6th largest exporter of furniture to the US with exports valued at US$650 million or 1.9 per cent of the US's import of the product.
   
Malaysia was the 16th largest market for the US. US exports to Malaysia is larger than its exports to India and Russia combined.

Malaysia's imports from the US in 2004 increased by 18.8 per cent to US$15.2 billion from US$12.9 billion in 2003. The imports were mainly of manufactured goods which include:
   
 .  electrical and electronic products;
 .  machinery and appliances;
 .  optical and scientific equipment;
 .  chemicals and chemical products; and
 .  transport equipment.
   
Imports of these products made up 86.7 per cent of total imports from the US. Imports for the first seven months of 2005 stood at US$8.3 billion.

US Investments in Malaysia

   
Malaysia has a wide range of competitively priced products and services to offer to the US industrial and consumer markets. The products and services from Malaysia meet internationally recognised standards as reflected by its ability to export to more than 230 countries.

In 2004, approved investments from the US in manufacturing projects totalled US$278.6 million, accounting for 8.4 per cent of total approved foreign investments. The US ranked as the third largest source of foreign investments.

US investments were mainly in:
   
 .  petroleum products;
 .  electrical and electronic products;
 .  fabricated metal products;
 .  transport equipment; and
 .  machinery manufacturing.
   
For the period January-July 2005, approved investments from the US totalled US$287.4 million and exceeded the total approved foreign investments for the whole of 2004.

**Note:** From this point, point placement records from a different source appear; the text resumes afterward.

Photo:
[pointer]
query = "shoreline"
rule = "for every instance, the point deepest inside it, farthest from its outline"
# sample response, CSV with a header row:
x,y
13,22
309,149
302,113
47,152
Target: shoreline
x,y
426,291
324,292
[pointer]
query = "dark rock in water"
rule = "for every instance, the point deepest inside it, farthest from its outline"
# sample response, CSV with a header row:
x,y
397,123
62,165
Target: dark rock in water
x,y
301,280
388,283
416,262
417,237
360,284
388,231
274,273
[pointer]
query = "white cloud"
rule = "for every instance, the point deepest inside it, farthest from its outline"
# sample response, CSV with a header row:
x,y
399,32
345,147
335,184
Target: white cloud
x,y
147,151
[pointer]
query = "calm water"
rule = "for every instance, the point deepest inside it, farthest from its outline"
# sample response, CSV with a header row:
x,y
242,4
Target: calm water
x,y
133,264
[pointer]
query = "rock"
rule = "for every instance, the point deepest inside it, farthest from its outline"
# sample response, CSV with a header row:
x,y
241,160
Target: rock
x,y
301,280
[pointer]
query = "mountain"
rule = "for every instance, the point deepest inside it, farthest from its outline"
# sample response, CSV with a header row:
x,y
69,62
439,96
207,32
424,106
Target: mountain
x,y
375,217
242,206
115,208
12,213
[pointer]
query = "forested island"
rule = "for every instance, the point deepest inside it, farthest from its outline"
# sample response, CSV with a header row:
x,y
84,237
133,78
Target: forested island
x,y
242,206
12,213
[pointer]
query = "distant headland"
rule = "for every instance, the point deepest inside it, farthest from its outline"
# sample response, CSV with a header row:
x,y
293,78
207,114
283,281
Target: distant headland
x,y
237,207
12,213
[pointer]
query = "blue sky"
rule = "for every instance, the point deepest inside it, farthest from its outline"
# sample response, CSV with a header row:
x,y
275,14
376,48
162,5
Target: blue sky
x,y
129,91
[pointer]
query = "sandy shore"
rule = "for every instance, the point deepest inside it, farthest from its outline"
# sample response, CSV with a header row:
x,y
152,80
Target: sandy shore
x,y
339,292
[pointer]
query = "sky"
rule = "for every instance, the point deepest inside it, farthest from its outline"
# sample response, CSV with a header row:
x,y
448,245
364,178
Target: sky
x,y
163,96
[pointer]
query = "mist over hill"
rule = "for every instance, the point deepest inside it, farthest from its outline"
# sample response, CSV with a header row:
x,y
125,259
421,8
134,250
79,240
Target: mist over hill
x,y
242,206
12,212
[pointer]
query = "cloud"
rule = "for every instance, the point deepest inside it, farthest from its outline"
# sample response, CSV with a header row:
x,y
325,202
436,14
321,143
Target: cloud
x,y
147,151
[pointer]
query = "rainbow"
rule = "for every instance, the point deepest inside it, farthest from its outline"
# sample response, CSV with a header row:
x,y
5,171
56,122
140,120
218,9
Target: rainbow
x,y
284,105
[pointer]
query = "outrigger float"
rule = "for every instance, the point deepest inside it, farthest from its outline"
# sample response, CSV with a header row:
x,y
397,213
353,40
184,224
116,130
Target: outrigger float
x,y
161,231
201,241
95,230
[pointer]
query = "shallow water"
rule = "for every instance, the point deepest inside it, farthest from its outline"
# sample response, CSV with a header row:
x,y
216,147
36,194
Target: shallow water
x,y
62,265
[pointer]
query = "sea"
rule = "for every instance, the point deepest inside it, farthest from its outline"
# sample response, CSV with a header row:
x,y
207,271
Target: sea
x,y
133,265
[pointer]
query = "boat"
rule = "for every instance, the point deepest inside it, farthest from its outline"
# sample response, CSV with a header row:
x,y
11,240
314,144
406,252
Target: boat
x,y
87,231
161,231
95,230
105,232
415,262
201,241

For the period January-July 2005, investments from the US accounted for 13.8 percent of the total approved foreign investments.

US companies based in Silicon Valley with production facilities in Malaysia include:
   
 .  Agilent (semiconductors);
 .  Altera Corporation (chip design);
 .  AMD (semiconductors);
 .  Flextronics (electronic manufacturing services);
 .  Intel (semiconductors);
 .  Komag (disk media);
 .  Linear Technology (semiconductors);
 .  National Semiconductor (semiconductors);
 .  Seagate (data storage devices);
 .  Solectron (electronic manufacturing services); and
 .  Smart Modular Technologies (memory and communications products)
   
Malaysia and the US are continuously exploring areas to strengthen bilateral cooperation. In the area of trade and investment, they have already established the Joint Council on Trade and Investment under the Trade and Investment Framework Agreement (TIFA) signed in May last year.

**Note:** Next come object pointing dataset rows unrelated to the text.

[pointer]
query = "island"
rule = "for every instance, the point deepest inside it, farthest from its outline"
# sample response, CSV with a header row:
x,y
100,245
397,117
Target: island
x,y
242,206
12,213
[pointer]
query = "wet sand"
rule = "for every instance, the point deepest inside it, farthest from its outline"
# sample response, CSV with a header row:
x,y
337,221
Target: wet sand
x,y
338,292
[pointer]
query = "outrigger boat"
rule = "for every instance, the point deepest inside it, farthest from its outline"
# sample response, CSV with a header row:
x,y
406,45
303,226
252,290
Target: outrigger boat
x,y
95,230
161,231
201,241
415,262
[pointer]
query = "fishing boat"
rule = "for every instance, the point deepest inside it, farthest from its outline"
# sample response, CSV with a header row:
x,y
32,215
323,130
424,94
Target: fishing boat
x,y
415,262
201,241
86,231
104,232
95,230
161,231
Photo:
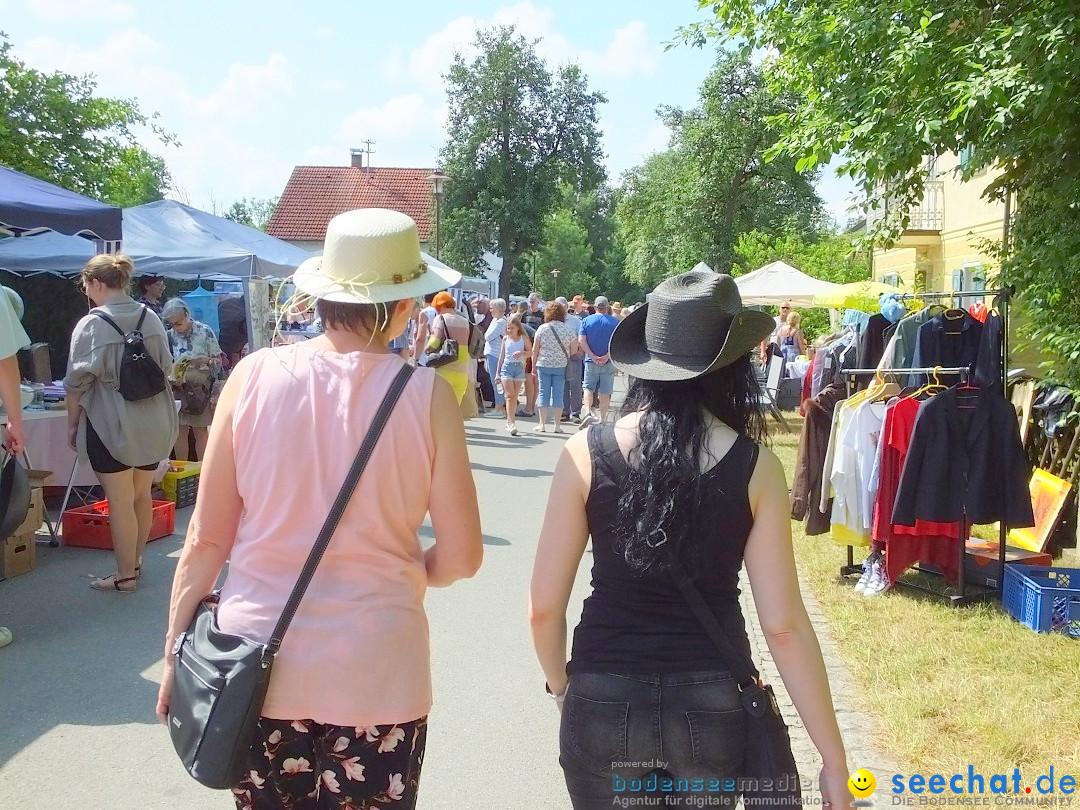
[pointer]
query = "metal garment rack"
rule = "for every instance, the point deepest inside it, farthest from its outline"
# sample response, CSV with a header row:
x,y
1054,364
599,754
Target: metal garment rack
x,y
1002,297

Malaysia Gateway to the Asean and East Asia Region

   
Malaysia is currently negotiating bilateral FTAs with Japan, Pakistan, Australia and New Zealand. A joint study is being undertaken with India on the feasibility of establishing a Malaysia-India FTA. With Japan, agreement in principle has been reached to establish a free trade agreement and the text of the bilateral agreement is being finalised. The implementation of these FTAs provides greater market access for goods and services for Malaysian-based companies at preferential or zero duties.

ASEAN

   
The 10 member countries of ASEAN, with its population of 557 million and a combined GDP of approximately US$797 billion, is now a Free Trade Area. The original six ASEAN members are offering 98.5 per cent of their products for tariff concession, of which 98.9 per cent are at tariff rates of between 0-5 percent.

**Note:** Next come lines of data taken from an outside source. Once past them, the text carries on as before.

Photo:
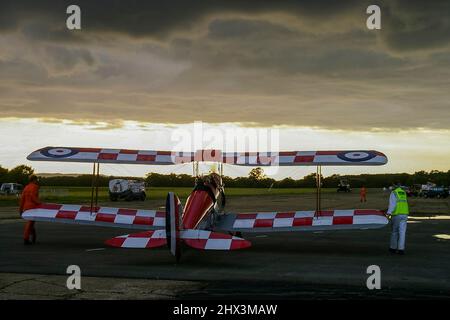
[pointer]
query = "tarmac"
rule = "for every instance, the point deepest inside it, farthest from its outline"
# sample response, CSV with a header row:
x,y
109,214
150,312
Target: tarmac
x,y
330,265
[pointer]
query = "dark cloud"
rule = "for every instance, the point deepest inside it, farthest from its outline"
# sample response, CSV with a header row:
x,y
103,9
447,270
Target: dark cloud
x,y
299,63
407,25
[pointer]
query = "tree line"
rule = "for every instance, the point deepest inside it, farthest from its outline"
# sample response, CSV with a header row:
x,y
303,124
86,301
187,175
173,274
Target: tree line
x,y
255,179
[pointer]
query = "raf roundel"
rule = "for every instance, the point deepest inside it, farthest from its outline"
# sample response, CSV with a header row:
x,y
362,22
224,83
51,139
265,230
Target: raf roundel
x,y
356,156
58,152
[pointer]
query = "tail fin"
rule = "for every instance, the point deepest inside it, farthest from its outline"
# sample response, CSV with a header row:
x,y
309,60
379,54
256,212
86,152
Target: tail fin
x,y
173,221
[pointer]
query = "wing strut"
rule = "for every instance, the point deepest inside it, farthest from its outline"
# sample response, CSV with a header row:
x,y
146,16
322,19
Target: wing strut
x,y
318,190
94,186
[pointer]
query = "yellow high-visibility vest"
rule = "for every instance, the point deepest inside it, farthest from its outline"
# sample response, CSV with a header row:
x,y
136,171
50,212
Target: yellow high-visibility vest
x,y
402,202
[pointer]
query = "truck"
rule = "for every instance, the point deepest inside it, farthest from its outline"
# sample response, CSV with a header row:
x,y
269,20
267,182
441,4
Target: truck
x,y
435,192
11,189
128,190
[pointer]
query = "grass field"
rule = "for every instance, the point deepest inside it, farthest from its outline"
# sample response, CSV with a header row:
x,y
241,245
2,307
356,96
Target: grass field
x,y
83,194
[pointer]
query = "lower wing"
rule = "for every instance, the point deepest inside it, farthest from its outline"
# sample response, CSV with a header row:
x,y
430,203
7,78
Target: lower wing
x,y
302,221
100,216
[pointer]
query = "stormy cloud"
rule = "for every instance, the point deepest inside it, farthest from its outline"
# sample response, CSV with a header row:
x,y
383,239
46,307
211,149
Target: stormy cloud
x,y
296,63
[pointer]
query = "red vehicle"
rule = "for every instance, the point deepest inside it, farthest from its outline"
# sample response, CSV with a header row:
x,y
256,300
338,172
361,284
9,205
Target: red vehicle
x,y
197,224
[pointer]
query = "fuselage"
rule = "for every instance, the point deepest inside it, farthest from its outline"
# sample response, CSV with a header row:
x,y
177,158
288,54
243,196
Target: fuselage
x,y
201,200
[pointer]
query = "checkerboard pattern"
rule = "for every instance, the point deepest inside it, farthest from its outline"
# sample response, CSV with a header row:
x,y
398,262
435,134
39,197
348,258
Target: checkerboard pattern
x,y
280,220
198,239
100,215
283,158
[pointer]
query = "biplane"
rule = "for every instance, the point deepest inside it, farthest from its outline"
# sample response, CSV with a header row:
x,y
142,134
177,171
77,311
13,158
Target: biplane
x,y
203,222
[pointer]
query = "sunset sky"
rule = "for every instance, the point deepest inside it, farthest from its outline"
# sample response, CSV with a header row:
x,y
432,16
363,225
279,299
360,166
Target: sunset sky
x,y
138,72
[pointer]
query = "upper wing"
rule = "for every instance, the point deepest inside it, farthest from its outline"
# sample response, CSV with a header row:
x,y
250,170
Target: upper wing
x,y
102,216
302,221
283,158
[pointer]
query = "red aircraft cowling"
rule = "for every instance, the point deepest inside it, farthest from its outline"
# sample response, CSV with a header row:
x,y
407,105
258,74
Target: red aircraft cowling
x,y
197,205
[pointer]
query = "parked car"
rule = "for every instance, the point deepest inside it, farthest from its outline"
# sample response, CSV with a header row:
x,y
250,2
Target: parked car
x,y
122,189
11,188
435,192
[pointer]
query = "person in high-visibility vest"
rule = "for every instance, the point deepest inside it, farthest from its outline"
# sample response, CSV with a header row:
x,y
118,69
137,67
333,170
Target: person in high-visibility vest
x,y
363,194
399,211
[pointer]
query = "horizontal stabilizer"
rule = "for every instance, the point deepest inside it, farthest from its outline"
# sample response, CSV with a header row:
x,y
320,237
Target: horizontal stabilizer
x,y
157,157
207,240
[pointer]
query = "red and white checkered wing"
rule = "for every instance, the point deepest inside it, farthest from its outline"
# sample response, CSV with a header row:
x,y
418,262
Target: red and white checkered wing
x,y
102,155
307,158
101,216
302,221
155,157
198,239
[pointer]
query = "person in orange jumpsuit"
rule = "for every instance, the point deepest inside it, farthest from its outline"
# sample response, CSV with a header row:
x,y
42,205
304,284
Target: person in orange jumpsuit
x,y
362,194
29,200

ASEAN as a region is also continuing to build linkages with other major trading nations in the world. Currently, ASEAN is in the process of moving towards the establishment of Free Trade Areas with its major trade partners including China, Japan, Korea, India, Australia and New Zealand.

The ASEAN-China FTA on goods has been completed and came into effect on 1 July this year while negotiations to conclude the services and investment agreements are ongoing. By 2010, ASEAN-China FTA will be realised, where duties will be eliminated on most products.